I turned to my father and whispered, “Dad, you always pray in the Spirit, and there’s always something powerful about it. I wish I could pray like you do. Would you go down front with me and ask God to help me to pray that way?” Whenever I was upset as a little boy, my father took me in his arms and prayed in the Spirit. It meant so much to me, and I wanted what he had.
We walked forward together. At the makeshift altar, he told me, “Son, it’s a gift, and you can receive it. When He gives it, just speak it out.”
After about five minutes, words I’d never known began coming out of my mouth. It was the first time I spoke in tongues. I cried with joy, and Dad was thrilled.
When we went back to the place where we’d been sitting, Dad leaned over and said, “Now son, if you don’t use it, you’re going to lose it.” He wasn’t warning me that I’d actually lose the gift, but he was encouraging me to let my prayer language be a regular part of my walk with God.
I prayed in the Spirit for the rest of my childhood, into my twenties when I responded to God’s call to be a pastor, into my thirties when I was running hard after God, and now in my forties when God began to give me more insight about the beauty and power of this gift.

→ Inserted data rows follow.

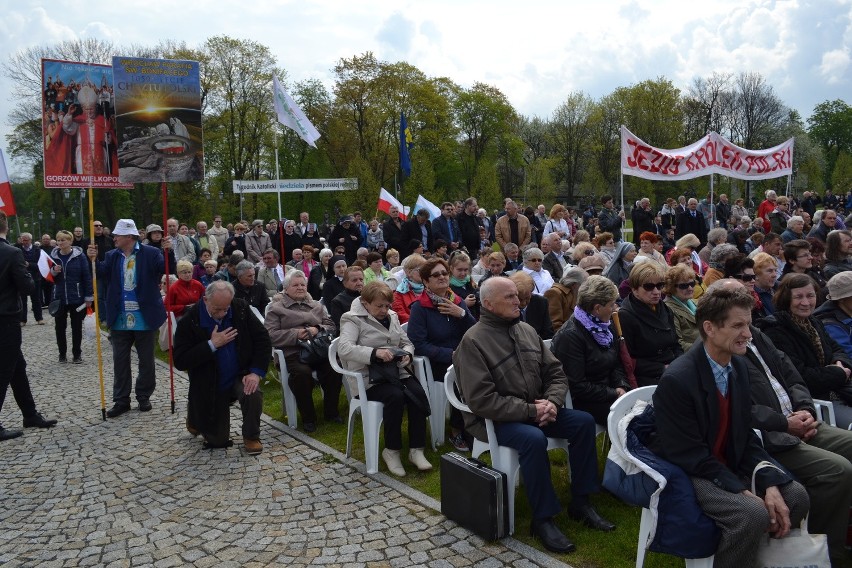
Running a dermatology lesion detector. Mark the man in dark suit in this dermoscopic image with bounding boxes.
[17,233,44,326]
[432,201,461,252]
[400,209,434,258]
[0,211,56,441]
[509,270,553,339]
[675,198,707,245]
[651,283,809,566]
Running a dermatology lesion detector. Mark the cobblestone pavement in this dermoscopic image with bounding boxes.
[0,317,565,568]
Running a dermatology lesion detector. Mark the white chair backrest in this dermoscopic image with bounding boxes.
[606,385,657,452]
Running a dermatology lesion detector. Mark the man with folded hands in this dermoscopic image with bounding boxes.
[453,276,615,553]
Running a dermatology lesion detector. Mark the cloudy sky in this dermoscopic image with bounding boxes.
[0,0,852,177]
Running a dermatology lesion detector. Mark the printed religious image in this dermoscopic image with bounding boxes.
[42,59,132,188]
[112,57,204,183]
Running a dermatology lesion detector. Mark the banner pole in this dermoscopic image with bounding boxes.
[89,187,106,421]
[160,183,175,414]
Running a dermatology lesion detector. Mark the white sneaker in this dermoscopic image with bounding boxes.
[408,448,432,471]
[382,448,405,477]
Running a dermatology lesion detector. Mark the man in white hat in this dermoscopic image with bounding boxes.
[87,219,177,418]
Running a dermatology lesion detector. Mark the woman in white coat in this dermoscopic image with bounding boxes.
[337,281,432,476]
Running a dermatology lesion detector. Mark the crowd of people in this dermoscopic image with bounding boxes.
[5,187,852,566]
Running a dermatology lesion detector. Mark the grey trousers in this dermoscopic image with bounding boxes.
[110,329,158,406]
[691,477,804,568]
[772,424,852,566]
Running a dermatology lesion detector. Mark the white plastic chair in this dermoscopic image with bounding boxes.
[412,356,450,450]
[328,337,385,474]
[444,365,568,535]
[606,386,713,568]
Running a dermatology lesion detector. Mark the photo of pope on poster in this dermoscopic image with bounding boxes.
[41,59,132,188]
[112,57,204,183]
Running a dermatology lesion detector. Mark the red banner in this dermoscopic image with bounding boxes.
[621,126,794,180]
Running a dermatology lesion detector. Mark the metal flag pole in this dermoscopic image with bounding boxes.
[160,180,175,414]
[87,187,106,420]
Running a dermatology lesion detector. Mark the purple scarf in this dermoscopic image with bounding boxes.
[574,306,612,347]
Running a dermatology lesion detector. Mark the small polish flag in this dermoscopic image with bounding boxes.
[38,251,56,282]
[376,188,410,221]
[0,150,17,217]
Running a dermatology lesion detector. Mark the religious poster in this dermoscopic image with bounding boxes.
[41,59,133,188]
[112,57,204,183]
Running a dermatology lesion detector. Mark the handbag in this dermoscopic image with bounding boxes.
[296,328,333,367]
[751,461,831,568]
[47,300,62,317]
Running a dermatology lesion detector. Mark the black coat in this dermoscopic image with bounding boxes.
[174,298,272,432]
[755,310,852,400]
[550,317,630,408]
[648,344,793,493]
[618,294,683,387]
[735,327,817,452]
[522,294,553,339]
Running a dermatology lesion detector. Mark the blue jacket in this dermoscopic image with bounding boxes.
[603,404,720,558]
[97,243,177,329]
[50,247,95,306]
[407,292,476,381]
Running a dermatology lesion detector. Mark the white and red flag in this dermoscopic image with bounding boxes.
[38,251,56,282]
[376,188,411,221]
[0,150,17,216]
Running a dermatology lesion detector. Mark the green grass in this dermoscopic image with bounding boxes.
[262,365,684,568]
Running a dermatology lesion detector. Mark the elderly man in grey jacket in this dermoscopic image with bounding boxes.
[453,276,615,553]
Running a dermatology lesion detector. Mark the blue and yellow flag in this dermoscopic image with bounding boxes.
[399,112,414,176]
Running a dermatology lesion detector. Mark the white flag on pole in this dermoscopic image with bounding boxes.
[272,76,320,148]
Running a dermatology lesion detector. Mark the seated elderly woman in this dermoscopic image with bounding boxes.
[264,270,343,432]
[664,264,698,351]
[542,266,591,337]
[166,260,204,319]
[232,260,269,313]
[408,253,476,452]
[509,271,553,339]
[337,280,430,476]
[551,276,630,426]
[392,254,426,324]
[618,262,683,387]
[523,247,553,296]
[755,273,852,429]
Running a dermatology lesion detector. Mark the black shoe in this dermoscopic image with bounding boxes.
[24,412,57,428]
[107,403,130,418]
[0,426,24,442]
[568,505,615,532]
[530,519,577,554]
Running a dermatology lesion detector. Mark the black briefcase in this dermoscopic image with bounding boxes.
[441,452,509,540]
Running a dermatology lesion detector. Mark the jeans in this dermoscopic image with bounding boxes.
[494,408,598,520]
[110,329,158,406]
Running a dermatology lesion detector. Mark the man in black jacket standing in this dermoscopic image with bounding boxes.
[174,281,272,455]
[0,211,56,441]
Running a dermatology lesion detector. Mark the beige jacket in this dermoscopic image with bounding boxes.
[337,298,414,388]
[263,294,337,357]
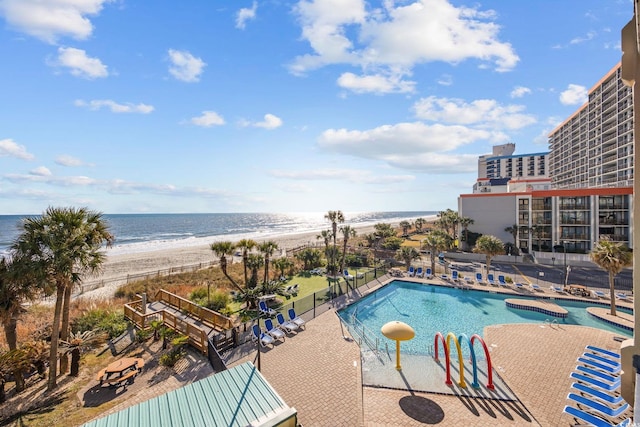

During all these years, I felt connected with God and deeply encouraged when I prayed in the Spirit. But only a few years ago as I read 1 Corinthians 14, I saw something I’d never noticed before. Paul explained,
For this reason the one who speaks in a tongue should pray that they may interpret what they say. For if I pray in a tongue, my spirit prays, but my mind is unfruitful. So what shall I do? I will pray with my spirit, but I will also pray with my understanding; I will sing with my spirit, but I will also sing with my understanding. (1 Corinthians 14:13–15)
I will pray . . . with understanding. I will sing . . . with understanding. I was 40 years old, and I’d taught the Scriptures (and this passage!) many times, but I’d never noticed that Paul said the gift of tongues can be and should be accompanied with understanding. While we know that Paul’s primary purpose in writing 1 Corinthians 12-14 is to help establish godly order in the congregation, these passages also outline basic concepts of how the Spirit manifests himself, sometimes in corporate settings, sometimes in one-on-one encounters, and sometimes in private.
Before this moment, I thought tongues served to bring a general feeling of encouragement and being close to God—which, to be honest, is pretty magnificent! And I engaged the gift more when I felt burdened and wanted God to lead me, but I never assumed God would give me an interpretation of tongues as I prayed individually. As I sat with my Bible open and stared at this passage, I sensed God say, “I’d like to let you know what I’m praying through you.”
With the realization that a huge door had opened to God, I sat back and said, “This changes everything!”
I want to tell you the story of how God has led me, our team, and our church into this revelation, then we’ll look at the biblical foundation, the practical process of how we do it, and finally, how to pastor the process. I hope it changes everything for you too.